The reason is that the name of CheckPassword had been already changed, but then Avalonia tried to find the original name as it is specified in MainWindow.axaml. That’s why we have to exclude the method from names obfuscation.
Also it’s important to disable namespace obfuscation (if names obfuscation enabled, it also obfuscates names of namespaces, by default) as Avalonia calls Assembly.GetManifestResourceStream. So disable it:
using Avalonia.Controls; using Avalonia.Interactivity; using System.Text; using System; using System.Security.Cryptography; [assembly: ArmDot.Client.ObfuscateNames] [assembly: ArmDot.Client.ObfuscateNamespaces(Enable = false)] namespace ValidatePassword { public partial class MainWindow : Window { public MainWindow() { InitializeComponent(); } [ArmDot.Client.VirtualizeCode] [ArmDot.Client.ObfuscateNames(Enable = false)] private void CheckPassword(object sender, RoutedEventArgs e) { using (var algorithm = SHA256.Create()) { var hash = algorithm.ComputeHash(Encoding.UTF8.GetBytes(Password.Text ?? String.Empty)); var readableHash = Convert.ToBase64String(hash); if (readableHash == "1BrxSNvk/7j7XCWvtQ4J6XawErDogK0im8dph2um89g=") { StatusLabel.Content = "Valid"; } else { StatusLabel.Content = "Invalid"; } } } } }
This time the build has succeeded. Run the application and check whether it is working as expected.

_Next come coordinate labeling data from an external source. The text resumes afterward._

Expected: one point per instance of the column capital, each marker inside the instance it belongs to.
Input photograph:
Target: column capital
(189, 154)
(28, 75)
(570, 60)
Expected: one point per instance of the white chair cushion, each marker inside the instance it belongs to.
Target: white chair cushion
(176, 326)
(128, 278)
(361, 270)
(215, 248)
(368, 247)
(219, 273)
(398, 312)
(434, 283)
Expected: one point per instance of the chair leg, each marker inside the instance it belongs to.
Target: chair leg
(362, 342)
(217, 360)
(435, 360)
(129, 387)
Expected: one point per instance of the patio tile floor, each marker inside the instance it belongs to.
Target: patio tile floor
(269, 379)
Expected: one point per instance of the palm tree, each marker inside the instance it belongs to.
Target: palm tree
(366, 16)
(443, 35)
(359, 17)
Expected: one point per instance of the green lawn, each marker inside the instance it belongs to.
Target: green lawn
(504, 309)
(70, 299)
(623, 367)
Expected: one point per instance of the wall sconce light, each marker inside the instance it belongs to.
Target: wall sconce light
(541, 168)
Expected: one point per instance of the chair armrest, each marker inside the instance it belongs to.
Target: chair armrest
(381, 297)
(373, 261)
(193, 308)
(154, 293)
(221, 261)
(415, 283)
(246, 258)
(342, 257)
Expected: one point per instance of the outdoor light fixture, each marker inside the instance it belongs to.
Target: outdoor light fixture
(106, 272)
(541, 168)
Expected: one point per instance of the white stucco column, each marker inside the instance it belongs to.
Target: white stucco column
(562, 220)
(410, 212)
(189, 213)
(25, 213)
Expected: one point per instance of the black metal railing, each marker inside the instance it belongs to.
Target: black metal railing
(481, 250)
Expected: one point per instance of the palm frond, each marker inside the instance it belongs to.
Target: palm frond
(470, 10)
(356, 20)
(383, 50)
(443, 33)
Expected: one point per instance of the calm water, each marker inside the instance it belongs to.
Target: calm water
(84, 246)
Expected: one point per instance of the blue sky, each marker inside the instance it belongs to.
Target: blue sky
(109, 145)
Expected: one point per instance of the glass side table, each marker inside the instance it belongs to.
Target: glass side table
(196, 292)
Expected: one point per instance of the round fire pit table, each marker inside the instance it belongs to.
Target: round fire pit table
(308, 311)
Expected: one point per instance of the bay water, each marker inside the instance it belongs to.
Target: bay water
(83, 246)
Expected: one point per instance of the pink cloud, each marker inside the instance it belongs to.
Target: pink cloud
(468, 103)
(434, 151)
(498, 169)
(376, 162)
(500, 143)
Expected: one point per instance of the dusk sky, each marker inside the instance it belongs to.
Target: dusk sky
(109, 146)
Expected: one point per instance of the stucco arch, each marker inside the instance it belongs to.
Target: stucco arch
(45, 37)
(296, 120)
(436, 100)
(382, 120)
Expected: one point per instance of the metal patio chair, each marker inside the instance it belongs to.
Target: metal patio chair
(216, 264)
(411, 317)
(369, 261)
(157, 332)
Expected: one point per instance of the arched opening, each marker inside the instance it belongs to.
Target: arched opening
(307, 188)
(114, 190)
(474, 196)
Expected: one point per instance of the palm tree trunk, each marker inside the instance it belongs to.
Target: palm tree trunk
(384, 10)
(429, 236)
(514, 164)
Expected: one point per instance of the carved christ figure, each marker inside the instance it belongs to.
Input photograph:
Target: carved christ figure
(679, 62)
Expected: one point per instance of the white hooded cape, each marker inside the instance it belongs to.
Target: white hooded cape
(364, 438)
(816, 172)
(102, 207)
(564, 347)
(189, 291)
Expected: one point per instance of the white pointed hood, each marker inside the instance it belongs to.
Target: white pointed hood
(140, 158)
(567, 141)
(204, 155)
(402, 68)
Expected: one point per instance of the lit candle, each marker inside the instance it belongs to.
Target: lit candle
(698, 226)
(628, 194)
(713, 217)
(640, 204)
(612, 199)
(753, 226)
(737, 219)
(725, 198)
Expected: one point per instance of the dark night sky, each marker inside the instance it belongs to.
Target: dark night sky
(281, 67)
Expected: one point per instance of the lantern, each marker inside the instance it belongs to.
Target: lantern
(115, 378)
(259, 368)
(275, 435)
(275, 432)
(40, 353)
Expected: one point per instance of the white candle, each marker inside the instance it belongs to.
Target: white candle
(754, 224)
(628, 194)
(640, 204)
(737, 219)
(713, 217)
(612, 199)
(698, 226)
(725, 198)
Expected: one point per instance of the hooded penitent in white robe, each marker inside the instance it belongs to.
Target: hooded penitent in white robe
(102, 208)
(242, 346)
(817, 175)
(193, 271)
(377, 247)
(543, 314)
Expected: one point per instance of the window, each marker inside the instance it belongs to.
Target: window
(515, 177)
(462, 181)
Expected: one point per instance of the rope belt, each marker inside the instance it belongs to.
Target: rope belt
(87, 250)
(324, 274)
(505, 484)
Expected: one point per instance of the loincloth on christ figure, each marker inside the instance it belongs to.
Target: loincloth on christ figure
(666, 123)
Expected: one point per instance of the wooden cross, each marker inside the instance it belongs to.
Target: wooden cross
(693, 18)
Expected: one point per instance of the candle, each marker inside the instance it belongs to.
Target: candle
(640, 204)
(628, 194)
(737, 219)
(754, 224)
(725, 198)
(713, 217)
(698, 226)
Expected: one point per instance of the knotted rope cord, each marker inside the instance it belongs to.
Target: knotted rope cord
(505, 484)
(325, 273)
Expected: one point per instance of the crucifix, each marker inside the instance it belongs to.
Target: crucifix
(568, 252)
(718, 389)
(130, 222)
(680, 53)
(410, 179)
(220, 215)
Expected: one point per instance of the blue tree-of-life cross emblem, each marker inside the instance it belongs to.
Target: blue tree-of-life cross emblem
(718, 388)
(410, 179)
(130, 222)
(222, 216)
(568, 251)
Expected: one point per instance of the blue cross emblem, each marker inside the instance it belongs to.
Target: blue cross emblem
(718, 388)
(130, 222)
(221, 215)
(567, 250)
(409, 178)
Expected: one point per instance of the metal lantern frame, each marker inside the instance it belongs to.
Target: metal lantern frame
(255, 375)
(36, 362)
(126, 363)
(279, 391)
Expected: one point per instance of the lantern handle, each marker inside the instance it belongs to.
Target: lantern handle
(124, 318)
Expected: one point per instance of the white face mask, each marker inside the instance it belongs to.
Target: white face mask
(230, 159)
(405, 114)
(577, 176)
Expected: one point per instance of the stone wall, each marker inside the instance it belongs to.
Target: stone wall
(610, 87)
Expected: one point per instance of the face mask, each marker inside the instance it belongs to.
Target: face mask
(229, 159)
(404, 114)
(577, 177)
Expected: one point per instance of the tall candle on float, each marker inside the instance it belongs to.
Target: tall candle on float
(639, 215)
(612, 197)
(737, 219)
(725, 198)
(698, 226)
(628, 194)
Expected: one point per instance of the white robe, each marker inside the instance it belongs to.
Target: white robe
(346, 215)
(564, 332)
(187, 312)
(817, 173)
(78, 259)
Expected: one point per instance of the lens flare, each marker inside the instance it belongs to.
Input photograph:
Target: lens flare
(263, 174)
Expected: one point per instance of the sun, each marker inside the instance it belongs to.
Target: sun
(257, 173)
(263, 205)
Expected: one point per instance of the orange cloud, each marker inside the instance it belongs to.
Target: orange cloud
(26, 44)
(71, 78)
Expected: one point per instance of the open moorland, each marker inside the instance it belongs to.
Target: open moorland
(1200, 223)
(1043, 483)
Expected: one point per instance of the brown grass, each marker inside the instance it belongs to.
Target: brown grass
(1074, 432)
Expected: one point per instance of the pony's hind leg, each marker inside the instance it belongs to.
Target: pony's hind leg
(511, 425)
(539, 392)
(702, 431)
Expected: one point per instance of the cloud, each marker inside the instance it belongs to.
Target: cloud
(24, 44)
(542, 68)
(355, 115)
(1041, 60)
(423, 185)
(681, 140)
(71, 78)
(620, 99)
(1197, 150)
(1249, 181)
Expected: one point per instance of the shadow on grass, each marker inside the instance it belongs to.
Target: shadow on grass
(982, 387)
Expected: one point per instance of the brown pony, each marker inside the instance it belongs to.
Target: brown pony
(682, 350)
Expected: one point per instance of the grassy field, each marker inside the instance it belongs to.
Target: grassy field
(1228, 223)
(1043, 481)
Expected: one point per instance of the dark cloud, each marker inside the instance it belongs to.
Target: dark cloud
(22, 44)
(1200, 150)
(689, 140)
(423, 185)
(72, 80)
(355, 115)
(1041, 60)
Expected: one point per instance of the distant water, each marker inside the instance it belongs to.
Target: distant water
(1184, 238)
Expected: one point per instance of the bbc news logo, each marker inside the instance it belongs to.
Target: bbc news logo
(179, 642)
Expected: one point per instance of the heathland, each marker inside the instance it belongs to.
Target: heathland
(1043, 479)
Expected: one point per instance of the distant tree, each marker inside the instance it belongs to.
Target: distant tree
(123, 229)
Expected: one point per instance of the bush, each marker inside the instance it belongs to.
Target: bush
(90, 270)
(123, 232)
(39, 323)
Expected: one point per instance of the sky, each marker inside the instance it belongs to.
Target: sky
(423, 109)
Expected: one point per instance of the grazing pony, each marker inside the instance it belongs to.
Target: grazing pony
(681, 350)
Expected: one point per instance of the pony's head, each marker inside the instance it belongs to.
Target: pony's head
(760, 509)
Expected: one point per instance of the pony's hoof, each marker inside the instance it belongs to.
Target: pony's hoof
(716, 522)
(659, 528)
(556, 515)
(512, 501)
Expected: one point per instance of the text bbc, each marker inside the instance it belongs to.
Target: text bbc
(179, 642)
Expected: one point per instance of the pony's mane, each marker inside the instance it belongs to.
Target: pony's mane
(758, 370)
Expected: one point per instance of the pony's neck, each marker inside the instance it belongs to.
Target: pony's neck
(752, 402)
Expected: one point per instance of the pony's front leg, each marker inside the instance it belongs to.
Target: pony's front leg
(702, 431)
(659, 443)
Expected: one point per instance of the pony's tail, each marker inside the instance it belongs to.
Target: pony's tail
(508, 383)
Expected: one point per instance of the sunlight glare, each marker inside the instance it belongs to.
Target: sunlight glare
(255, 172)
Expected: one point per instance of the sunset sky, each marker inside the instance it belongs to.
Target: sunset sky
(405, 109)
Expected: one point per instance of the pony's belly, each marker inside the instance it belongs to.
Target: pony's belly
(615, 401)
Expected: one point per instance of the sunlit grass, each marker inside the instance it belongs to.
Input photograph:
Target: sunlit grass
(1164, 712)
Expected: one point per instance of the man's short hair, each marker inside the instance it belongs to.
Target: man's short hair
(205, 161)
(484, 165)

What about the obfuscated code? Return to ILSpy, right-click the assembly and click Reload. Now we can see something remarkable: several new methods are added. The code of CheckPassword got messy:
Yes, it’s virtually impossible to realize what the code is doing!
Wrap-up
.NET applications contain intermediate code that is human readable. Tools like ILSpy is even able to convert such code to C# code that is ready to compile. If your commercial application is not open-source, you definitely don’t want to make its source code available for everyone. Obfuscators convert methods to a set of instructions that produce the same result, but these instructions are not easy for understanding.